Olive Snails

At low tide across some sand flats in Netarts Bay, you may encounter meandering and crisscrossing trails of the beautiful little purple olive snail Olivella biplicata. The snail creates “tracks” as it plows through the sand hunting food. Its polished shell forms gentle whorls colored purple, gray, and tan, Sometimes you can find this delicate animal on top of the sand, especially at night. It’s polished shell forms gentle whorls of colored purple, gray and tan. Other times you may have to dig an inch or so underneath its trails or into the small mound of sand at a trail's end. If you turn Olivella so its aperture is upward, you may see its muscular foot extend and wave around as it tries to right itself.

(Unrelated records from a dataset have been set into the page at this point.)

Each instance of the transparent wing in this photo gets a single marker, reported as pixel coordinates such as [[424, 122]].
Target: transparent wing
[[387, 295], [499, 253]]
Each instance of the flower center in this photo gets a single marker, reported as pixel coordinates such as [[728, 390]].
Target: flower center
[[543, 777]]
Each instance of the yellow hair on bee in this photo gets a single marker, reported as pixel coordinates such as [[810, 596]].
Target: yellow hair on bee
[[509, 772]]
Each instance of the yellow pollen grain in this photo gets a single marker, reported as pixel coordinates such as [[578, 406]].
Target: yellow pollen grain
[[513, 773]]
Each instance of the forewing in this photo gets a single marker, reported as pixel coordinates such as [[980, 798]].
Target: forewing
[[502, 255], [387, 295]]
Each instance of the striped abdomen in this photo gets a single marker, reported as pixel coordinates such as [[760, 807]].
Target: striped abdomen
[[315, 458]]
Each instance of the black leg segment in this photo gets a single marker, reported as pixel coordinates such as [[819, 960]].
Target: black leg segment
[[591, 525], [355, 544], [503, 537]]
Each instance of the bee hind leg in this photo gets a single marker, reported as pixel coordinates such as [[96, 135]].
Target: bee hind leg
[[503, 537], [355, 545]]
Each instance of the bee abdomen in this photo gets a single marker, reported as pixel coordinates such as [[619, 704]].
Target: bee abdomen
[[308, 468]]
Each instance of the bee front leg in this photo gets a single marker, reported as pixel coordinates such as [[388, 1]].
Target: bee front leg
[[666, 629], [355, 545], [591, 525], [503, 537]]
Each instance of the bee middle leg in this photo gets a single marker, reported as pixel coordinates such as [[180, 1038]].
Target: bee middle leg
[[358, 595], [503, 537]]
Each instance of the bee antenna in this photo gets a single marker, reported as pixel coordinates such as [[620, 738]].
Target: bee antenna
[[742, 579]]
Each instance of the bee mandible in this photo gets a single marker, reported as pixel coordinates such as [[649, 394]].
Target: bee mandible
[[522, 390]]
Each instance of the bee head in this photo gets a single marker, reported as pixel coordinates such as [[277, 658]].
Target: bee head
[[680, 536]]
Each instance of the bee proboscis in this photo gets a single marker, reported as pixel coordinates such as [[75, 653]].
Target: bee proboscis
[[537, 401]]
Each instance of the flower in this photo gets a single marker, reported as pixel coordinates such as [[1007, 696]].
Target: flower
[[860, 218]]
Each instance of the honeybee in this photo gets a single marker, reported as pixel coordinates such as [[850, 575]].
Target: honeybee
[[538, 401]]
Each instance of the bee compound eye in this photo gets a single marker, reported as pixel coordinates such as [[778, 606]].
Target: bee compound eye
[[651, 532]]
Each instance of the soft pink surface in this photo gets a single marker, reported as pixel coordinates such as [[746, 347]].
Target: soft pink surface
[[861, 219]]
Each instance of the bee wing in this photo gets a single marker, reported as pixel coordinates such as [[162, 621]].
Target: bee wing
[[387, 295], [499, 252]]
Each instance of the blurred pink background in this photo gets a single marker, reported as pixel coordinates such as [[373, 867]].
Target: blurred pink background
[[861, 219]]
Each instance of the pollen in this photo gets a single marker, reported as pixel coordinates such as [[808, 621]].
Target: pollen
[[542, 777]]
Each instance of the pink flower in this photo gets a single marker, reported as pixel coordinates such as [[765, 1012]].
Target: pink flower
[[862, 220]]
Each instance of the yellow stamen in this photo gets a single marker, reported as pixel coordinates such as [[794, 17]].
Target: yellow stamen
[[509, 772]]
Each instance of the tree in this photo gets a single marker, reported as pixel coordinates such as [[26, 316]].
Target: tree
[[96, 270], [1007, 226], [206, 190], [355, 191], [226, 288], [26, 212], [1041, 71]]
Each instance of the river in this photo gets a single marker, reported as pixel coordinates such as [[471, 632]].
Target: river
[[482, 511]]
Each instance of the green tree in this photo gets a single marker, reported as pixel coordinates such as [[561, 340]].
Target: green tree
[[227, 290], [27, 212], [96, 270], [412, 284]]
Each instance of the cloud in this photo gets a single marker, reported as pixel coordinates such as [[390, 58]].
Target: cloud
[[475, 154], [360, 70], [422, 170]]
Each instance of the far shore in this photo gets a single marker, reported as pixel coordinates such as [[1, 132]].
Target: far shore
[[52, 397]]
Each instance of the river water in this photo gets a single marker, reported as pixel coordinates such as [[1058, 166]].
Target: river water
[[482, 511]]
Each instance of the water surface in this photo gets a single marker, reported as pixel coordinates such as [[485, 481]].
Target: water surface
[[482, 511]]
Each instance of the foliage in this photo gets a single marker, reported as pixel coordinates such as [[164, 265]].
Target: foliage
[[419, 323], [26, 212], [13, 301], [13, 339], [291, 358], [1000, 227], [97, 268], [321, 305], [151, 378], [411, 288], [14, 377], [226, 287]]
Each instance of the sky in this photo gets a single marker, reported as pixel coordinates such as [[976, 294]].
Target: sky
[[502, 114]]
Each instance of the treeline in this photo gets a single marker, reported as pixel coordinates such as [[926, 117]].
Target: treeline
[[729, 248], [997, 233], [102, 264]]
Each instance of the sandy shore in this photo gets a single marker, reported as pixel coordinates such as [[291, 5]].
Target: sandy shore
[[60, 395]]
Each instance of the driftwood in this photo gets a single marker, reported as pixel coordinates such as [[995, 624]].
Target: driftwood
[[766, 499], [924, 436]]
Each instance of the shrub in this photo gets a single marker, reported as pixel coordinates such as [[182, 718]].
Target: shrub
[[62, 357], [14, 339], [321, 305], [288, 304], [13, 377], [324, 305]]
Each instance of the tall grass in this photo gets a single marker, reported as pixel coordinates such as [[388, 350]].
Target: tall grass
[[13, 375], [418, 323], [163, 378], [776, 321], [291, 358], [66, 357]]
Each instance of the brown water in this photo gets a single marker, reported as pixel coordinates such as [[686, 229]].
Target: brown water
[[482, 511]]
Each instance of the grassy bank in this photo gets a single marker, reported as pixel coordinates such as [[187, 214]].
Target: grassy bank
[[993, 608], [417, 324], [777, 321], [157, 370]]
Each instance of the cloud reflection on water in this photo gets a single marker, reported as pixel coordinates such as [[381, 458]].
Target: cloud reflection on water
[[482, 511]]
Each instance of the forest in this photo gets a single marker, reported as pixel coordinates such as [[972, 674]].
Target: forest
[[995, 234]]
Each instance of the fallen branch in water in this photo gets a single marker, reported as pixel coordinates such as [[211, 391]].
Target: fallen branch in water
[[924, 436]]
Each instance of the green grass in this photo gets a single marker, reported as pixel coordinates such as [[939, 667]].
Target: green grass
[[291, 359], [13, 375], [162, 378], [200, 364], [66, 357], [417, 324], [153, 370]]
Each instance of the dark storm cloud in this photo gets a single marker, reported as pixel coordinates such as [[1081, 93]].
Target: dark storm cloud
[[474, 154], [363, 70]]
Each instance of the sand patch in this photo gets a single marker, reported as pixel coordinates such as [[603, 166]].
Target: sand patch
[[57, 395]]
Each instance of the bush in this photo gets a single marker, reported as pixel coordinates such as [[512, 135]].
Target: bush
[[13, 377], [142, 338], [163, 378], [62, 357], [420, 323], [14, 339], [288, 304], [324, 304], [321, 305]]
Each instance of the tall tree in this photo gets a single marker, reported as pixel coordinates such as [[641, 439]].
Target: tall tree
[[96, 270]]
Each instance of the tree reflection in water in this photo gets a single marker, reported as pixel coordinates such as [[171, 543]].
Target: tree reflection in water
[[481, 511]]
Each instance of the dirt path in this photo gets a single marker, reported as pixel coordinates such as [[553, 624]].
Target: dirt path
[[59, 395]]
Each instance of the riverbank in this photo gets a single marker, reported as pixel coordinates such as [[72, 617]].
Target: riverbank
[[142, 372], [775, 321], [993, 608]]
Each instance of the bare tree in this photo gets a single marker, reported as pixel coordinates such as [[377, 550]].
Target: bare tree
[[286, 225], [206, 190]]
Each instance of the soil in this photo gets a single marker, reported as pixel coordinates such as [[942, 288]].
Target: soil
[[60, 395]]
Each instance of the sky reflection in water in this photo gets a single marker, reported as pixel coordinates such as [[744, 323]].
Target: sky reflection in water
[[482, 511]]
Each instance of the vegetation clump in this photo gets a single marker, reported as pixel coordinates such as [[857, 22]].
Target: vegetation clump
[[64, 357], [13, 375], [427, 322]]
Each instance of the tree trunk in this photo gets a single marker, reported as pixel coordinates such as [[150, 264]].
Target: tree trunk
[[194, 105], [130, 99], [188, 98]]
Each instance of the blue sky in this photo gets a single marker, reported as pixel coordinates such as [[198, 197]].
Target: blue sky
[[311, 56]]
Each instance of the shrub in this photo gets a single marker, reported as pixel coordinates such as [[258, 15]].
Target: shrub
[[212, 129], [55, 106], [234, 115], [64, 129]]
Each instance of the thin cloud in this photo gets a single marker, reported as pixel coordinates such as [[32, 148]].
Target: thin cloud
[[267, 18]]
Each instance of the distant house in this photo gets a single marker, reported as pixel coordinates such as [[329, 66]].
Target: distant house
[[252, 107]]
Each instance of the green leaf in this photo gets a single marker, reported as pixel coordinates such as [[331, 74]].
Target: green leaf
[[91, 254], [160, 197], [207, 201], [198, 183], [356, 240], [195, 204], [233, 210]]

Olivella can also be found on the open beach at low tide. Look for a small mound of sand. The snail is buried just underneath.

The purple olive snail ranges from Sitka Alaska to Baja California. It reproduces by laying egg capsules that hatch into free-swimming veliger larvae. Starfish, shorebirds and moon snails are important predators.

The Chumash Indians of Southern California, especially the Channel Islands, used purple olive shells as beads and money (Chumash literally means "bead money makers"). They may have been use as tender or jewelry by Native Americans for thousands of years. Olivella biplcata shells were found at the Marmes Rock Shelter along the Washington’s Snake River in deposits dated as far back as 7600 to 9000 years.